Colon cancer is one of the leading causes of death throughout the world. As a rule, it starts with a polyp. In the majority of cases, the tumor does not manifest itself, grows slowly and, until it reaches large sizes, asymptomatic. However, cancer of the colon can be prevented, and when detected at an early stage, it is well treated.
Development of colon cancer from polyps
Polyp - tumors on the mucous membrane, abnormal growth of the epithelium. Often, polyps are not malignant, but later can be reborn.
Polyps can be:
- Hyperplastic - such polyps do not lead to cancer;
- Glandularis - these polyps are associated with a high degree of cancer and are considered precancerous;
The higher the size of the polyp, the higher the risk of a malignant tumor. The more polyps, the higher the probability of cancer.
The probability of developing colon cancer also increases when inflammatory bowel disease, for example, with Crohn's disease or nonspecific ulcerative colitis. At the same time changes in tissues lead to the development of dysplasia - the cells are no longer normal, but not cancerous.
Diagnosis of colon cancer
Colon cancer can be asymptomatic. Therefore, even in the absence of symptoms, regular examination is required, since early detection is the key to successful treatment.

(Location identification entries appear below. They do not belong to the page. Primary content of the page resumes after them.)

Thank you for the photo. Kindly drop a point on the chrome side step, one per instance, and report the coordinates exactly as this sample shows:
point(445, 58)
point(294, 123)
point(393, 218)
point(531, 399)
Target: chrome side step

In addition to anamnesis and review, the doctor may conduct a series of surveys for the early diagnosis of cancer and polyps.
- Rectangular microscopy. Procedure for the examination of the rectum. The examination can determine polyps, cancer and other pathologies in the sigmoid and rectum. Also, the procedure allows you to make a biopsy (take a sample of tissue) for examination under a microscope.
- Colonoscopy. The procedure allows you to explore the entire colon and rectum, as well as remove polyps and send them to research.
- Irygoscopy An intestinal x-ray with its previous content filling with contrast media with an enema (barium enema with double filling) shows the outline of the intestinal wall to detect the pathology of the colon and rectum.
- CT-colonography. A special X-ray examination (also called a virtual colonoscopy) of the entire colon with CT (computer tomography). It takes less time and is less invasive than other types of research. However, when a polyp is detected, it is necessary to conduct a colonoscopy.
To prevent the development of cancer, when detecting polyps in the colon, they should be biopsied and sent to a laboratory for analysis under a microscope.